The statue of Peter Pan is located in Queens Gardens , on the corner of Hay and Plain Street. The statue is a replica of the Peter Pan statue which stands in Kensington Gardens, in London. Based on the boy who never grew up, by J.M. Barrie, the bronze statue of Peter Pan, was designed by the late George Frampton in 1929 and is only one of five that were created. This particular statue was the last of Frampton’s work.
Designed by sculptor Tony Jones, the ‘Standing Figure’ is located in the shallow waters of Claisebrook Cove. Standing 6m tall, the wooden and metal figure holds a small model yacht in one hand as if ready to be placed into the water, whilst the head slowly turns as the wind blows.

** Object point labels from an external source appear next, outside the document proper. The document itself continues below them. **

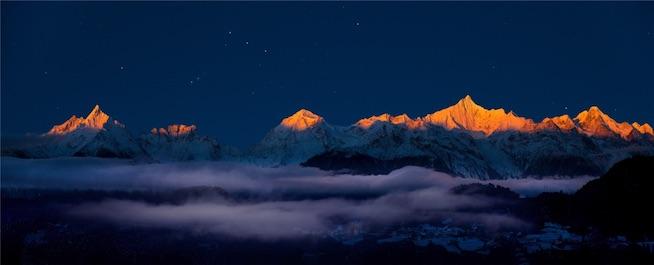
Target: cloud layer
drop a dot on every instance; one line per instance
(290, 202)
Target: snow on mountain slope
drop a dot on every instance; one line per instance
(465, 139)
(95, 135)
(467, 115)
(179, 142)
(296, 139)
(502, 144)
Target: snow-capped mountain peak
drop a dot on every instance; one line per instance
(467, 115)
(594, 122)
(175, 130)
(301, 120)
(402, 119)
(644, 129)
(95, 120)
(559, 123)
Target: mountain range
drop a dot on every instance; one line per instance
(464, 139)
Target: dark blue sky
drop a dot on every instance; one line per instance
(254, 63)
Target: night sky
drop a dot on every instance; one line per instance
(236, 69)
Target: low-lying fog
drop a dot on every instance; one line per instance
(406, 195)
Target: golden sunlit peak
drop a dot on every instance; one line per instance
(175, 130)
(301, 120)
(644, 129)
(402, 119)
(95, 120)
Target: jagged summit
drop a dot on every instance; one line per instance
(594, 122)
(644, 129)
(301, 120)
(558, 123)
(402, 119)
(95, 120)
(175, 130)
(467, 115)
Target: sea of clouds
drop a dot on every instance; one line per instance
(292, 201)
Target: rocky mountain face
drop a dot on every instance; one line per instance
(465, 139)
(472, 141)
(99, 135)
(96, 135)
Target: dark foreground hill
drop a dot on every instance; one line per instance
(619, 202)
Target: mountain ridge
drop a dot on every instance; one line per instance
(464, 139)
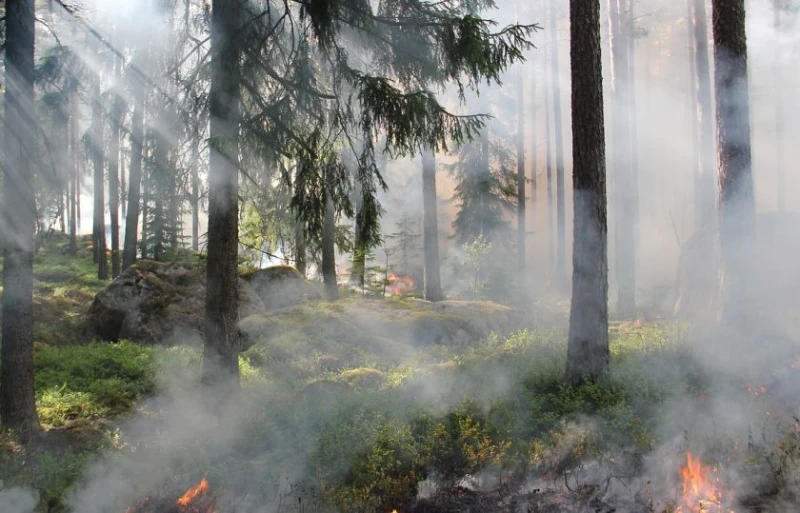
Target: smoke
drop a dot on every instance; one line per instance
(17, 500)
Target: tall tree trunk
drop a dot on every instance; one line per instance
(221, 348)
(329, 248)
(534, 159)
(588, 353)
(697, 166)
(17, 398)
(780, 163)
(299, 247)
(134, 179)
(113, 174)
(359, 261)
(736, 198)
(561, 247)
(704, 192)
(430, 228)
(621, 157)
(99, 225)
(195, 200)
(548, 163)
(73, 175)
(521, 238)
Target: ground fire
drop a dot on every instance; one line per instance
(700, 488)
(197, 499)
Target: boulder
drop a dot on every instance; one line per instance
(155, 302)
(775, 267)
(281, 286)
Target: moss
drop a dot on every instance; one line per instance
(363, 377)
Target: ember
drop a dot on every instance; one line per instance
(399, 285)
(197, 499)
(700, 491)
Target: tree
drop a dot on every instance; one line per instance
(521, 236)
(134, 177)
(95, 146)
(17, 397)
(430, 229)
(588, 352)
(558, 135)
(704, 203)
(734, 160)
(113, 169)
(622, 153)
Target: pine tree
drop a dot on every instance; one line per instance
(588, 351)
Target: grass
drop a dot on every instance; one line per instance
(385, 416)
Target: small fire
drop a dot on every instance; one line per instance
(700, 491)
(192, 493)
(399, 285)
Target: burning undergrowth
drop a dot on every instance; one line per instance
(486, 428)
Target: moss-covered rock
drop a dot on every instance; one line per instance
(157, 302)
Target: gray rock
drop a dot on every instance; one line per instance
(154, 302)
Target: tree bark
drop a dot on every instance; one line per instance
(134, 179)
(430, 228)
(98, 226)
(329, 250)
(73, 178)
(705, 202)
(521, 238)
(588, 353)
(561, 247)
(17, 398)
(548, 164)
(221, 348)
(736, 198)
(113, 174)
(780, 161)
(622, 150)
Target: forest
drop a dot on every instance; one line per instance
(399, 256)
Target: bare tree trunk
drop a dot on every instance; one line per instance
(534, 159)
(222, 344)
(329, 249)
(195, 201)
(548, 163)
(73, 178)
(134, 179)
(588, 353)
(98, 227)
(17, 398)
(521, 238)
(561, 247)
(430, 228)
(736, 198)
(704, 193)
(625, 249)
(299, 247)
(694, 121)
(113, 174)
(780, 162)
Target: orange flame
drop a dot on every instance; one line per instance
(700, 492)
(192, 493)
(399, 285)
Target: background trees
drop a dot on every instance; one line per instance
(17, 400)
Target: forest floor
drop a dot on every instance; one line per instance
(333, 425)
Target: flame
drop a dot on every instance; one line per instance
(192, 493)
(399, 285)
(700, 491)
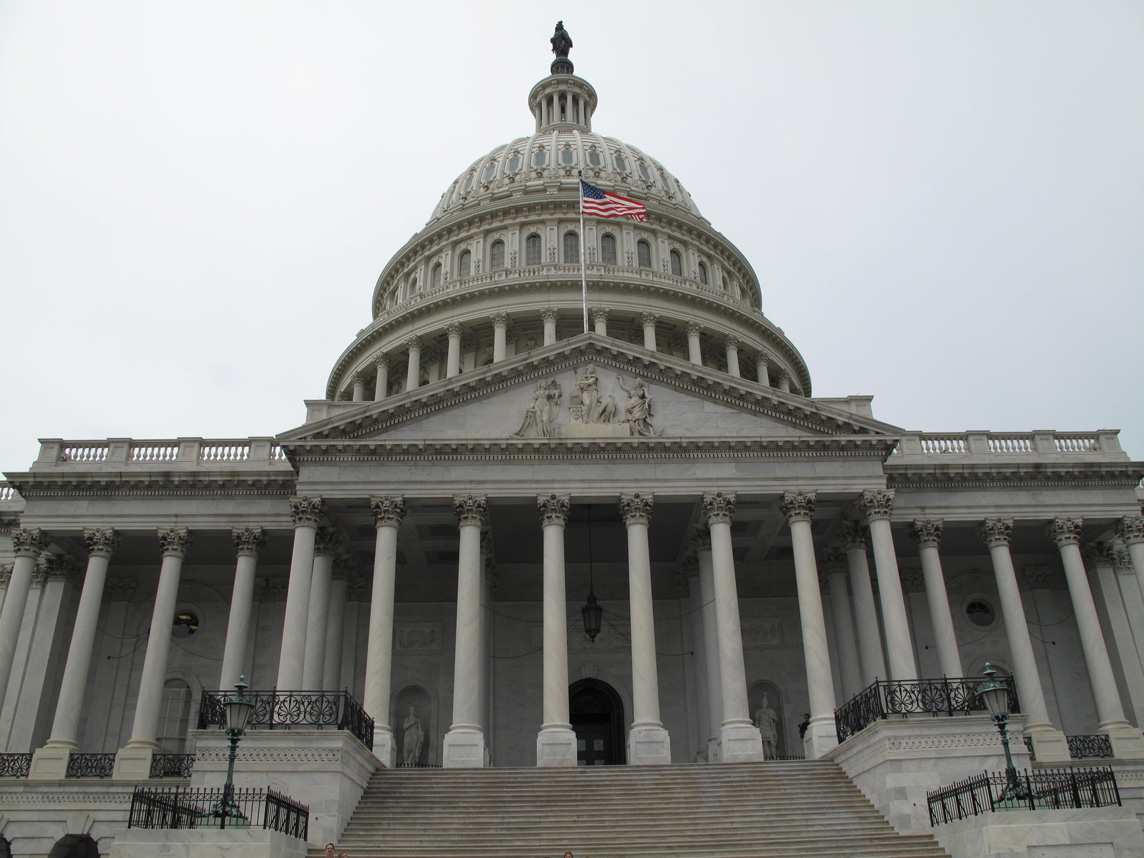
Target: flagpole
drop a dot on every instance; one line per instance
(584, 246)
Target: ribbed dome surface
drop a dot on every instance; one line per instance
(527, 165)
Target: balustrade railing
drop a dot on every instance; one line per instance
(184, 808)
(285, 709)
(913, 697)
(1043, 789)
(15, 765)
(1089, 747)
(90, 765)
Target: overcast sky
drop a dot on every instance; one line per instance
(944, 201)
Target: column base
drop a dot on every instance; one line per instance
(1049, 744)
(821, 736)
(740, 744)
(50, 762)
(465, 748)
(649, 745)
(384, 748)
(555, 746)
(133, 762)
(1127, 743)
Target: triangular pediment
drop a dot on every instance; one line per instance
(588, 388)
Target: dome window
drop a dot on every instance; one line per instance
(608, 249)
(571, 248)
(643, 254)
(532, 249)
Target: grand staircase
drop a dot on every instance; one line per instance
(747, 810)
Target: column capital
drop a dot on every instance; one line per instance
(327, 541)
(470, 510)
(1130, 530)
(719, 507)
(248, 541)
(101, 541)
(554, 509)
(853, 534)
(174, 541)
(636, 508)
(306, 511)
(927, 532)
(28, 541)
(1065, 531)
(996, 531)
(799, 506)
(388, 510)
(875, 505)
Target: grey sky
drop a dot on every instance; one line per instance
(944, 201)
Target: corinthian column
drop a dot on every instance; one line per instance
(134, 760)
(1127, 743)
(648, 740)
(928, 537)
(248, 541)
(50, 762)
(556, 741)
(465, 743)
(1048, 744)
(28, 542)
(821, 735)
(307, 513)
(739, 739)
(875, 507)
(388, 513)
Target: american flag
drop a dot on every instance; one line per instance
(602, 204)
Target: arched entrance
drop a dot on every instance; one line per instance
(597, 717)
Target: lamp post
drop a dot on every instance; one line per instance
(238, 713)
(994, 693)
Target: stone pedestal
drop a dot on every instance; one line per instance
(649, 746)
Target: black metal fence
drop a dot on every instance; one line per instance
(285, 709)
(1089, 747)
(184, 808)
(1046, 789)
(914, 697)
(15, 765)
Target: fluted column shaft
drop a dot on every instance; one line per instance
(876, 508)
(1065, 532)
(928, 537)
(307, 513)
(247, 542)
(28, 543)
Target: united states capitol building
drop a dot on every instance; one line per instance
(518, 530)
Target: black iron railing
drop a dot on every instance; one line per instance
(90, 765)
(285, 709)
(172, 765)
(913, 697)
(183, 808)
(1046, 789)
(15, 765)
(1088, 747)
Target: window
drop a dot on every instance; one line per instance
(571, 248)
(532, 249)
(608, 249)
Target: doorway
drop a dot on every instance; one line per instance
(597, 719)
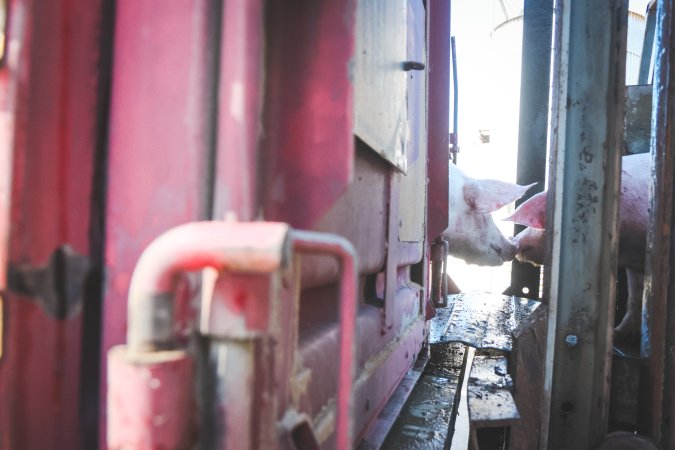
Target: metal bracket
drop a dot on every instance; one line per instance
(57, 285)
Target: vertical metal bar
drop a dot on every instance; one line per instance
(307, 241)
(658, 337)
(438, 20)
(647, 45)
(454, 147)
(532, 133)
(588, 119)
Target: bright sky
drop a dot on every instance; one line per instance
(489, 84)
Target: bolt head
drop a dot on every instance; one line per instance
(571, 340)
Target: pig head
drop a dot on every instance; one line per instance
(633, 217)
(633, 223)
(472, 235)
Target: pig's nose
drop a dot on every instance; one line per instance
(508, 252)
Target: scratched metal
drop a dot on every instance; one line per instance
(480, 320)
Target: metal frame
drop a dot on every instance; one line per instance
(589, 68)
(658, 336)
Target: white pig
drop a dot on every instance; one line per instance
(472, 235)
(633, 223)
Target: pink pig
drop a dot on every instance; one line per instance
(633, 223)
(472, 234)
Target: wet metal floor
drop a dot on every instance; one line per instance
(424, 422)
(480, 320)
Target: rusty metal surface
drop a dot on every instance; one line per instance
(314, 242)
(151, 401)
(533, 123)
(438, 69)
(527, 371)
(625, 392)
(58, 286)
(244, 247)
(414, 185)
(480, 319)
(490, 400)
(658, 313)
(159, 135)
(379, 430)
(587, 116)
(240, 89)
(50, 88)
(382, 358)
(637, 130)
(307, 150)
(381, 121)
(625, 440)
(358, 215)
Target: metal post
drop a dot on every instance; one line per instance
(587, 119)
(534, 91)
(658, 310)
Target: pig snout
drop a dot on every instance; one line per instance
(530, 246)
(507, 251)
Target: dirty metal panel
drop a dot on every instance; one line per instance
(480, 320)
(637, 129)
(533, 122)
(527, 369)
(381, 121)
(239, 93)
(589, 101)
(414, 185)
(658, 396)
(489, 393)
(158, 149)
(307, 150)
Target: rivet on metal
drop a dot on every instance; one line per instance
(413, 65)
(571, 340)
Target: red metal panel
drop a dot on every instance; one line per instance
(438, 18)
(308, 147)
(50, 102)
(159, 138)
(151, 398)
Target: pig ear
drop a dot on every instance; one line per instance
(531, 213)
(486, 196)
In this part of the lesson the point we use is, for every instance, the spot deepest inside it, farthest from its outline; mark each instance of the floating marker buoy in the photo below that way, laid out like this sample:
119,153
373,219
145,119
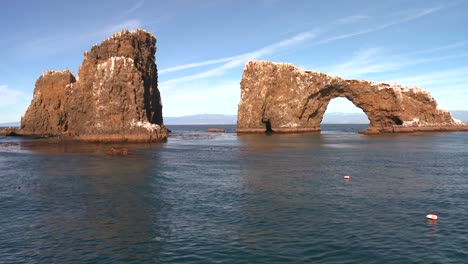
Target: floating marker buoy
432,216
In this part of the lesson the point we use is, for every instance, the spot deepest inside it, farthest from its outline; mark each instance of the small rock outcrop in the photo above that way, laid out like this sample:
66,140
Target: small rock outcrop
115,98
280,97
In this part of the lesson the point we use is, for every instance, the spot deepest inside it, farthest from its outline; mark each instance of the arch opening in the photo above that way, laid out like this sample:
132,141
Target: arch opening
341,111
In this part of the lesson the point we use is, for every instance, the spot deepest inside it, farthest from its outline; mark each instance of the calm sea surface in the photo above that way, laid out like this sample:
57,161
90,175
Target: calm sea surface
223,198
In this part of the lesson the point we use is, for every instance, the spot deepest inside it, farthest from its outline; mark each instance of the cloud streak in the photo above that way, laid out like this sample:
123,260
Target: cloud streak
135,7
374,60
235,61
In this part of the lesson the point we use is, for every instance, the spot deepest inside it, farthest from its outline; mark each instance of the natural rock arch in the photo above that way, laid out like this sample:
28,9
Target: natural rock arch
294,100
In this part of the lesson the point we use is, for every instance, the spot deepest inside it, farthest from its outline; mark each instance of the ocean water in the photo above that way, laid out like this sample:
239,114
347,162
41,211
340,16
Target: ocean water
222,198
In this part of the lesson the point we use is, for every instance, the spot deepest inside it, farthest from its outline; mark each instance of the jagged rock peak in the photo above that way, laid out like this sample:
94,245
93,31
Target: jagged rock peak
284,98
115,98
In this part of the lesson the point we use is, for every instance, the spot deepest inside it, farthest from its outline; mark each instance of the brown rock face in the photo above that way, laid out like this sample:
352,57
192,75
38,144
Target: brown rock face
115,98
283,98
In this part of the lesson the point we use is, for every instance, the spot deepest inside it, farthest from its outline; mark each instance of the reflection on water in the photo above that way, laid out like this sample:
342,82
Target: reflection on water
203,198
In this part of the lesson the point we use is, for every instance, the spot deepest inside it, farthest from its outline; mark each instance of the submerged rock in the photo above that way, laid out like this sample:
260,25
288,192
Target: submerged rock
115,98
280,97
216,130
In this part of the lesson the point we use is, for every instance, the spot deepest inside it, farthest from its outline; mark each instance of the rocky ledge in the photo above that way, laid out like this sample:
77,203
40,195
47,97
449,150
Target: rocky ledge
281,97
115,98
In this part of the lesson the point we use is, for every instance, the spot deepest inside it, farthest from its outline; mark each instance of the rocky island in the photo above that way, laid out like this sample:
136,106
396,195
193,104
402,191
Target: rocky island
115,97
280,97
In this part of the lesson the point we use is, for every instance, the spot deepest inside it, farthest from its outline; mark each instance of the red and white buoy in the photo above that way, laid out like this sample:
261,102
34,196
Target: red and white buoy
432,216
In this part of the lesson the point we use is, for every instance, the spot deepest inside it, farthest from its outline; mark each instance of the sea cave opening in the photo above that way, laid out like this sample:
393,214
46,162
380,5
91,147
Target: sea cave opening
342,114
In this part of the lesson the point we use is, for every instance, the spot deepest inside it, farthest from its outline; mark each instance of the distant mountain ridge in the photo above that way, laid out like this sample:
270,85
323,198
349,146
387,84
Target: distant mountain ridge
202,119
218,119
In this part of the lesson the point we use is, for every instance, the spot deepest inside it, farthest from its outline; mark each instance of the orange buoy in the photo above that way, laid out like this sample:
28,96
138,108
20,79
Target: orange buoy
432,216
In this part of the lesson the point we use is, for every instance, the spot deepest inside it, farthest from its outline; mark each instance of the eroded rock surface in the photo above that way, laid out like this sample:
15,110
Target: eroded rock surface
283,98
115,98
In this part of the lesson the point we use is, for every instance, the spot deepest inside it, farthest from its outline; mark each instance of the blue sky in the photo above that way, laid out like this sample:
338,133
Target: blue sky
203,45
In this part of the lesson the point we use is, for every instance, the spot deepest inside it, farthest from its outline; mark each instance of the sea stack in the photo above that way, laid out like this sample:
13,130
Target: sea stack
115,97
280,97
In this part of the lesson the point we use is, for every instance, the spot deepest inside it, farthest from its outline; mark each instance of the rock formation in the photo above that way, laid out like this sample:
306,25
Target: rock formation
115,98
283,98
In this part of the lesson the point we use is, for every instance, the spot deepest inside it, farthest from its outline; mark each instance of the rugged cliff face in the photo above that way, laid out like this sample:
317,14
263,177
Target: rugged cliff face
284,98
115,98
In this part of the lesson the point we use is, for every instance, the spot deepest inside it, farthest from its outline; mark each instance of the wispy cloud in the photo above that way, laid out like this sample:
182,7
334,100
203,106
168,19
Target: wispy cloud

Found abandoned on the shores of the Swan River, this small wooden boat was restored by Sculptor Tony Jones and relocated onto its own little jetty on the edge of Claisebrook Cove. The ‘Sea Queen’offers a nice resting place for young and old to watch the pelicans catch their meals or to admire the small watercraft which often cruise the cove.
Scattered around the cove, are four sculptured seats designed by Mark Cox. The seats are made from recycled jarrah and galvanized steel which reflects the area’s industrial past.
Also along the cove are two seats designed by sculptor Malcom McGregor, in 1995 which feature circular posts. The circular posts were inspired by the ‘channel markers’ which are used in rivers, for navigation purposes. The seats were constructed from jarrah and steel salvaged from demolished warehouses in the area. Atop each marker post is a sculpture reflecting a significant building of the past. Atop the first marker post is the old caretaker’s cottage which was designed by Colonial architect, Richard Roach Jewell , whilst the other marker commemorates Solomon Cook’s water driven flour mill which was believed to have been built in 1854 on the north bank of Claise Brook.
Shoreline Marker Posts
These timber posts mark the original shore line of river. Each marker posts displays a litho printed steel plate which has historical notes about the former gasworks which were located nearby. The text was written by Rob Finlayson.
Found along the river bank, I was somewhat bemused by this sculpture. I was unsure what it all meant, until I went a little closer and followed the poem which is embedded within the spiral. The poem is about the nature and place of gas.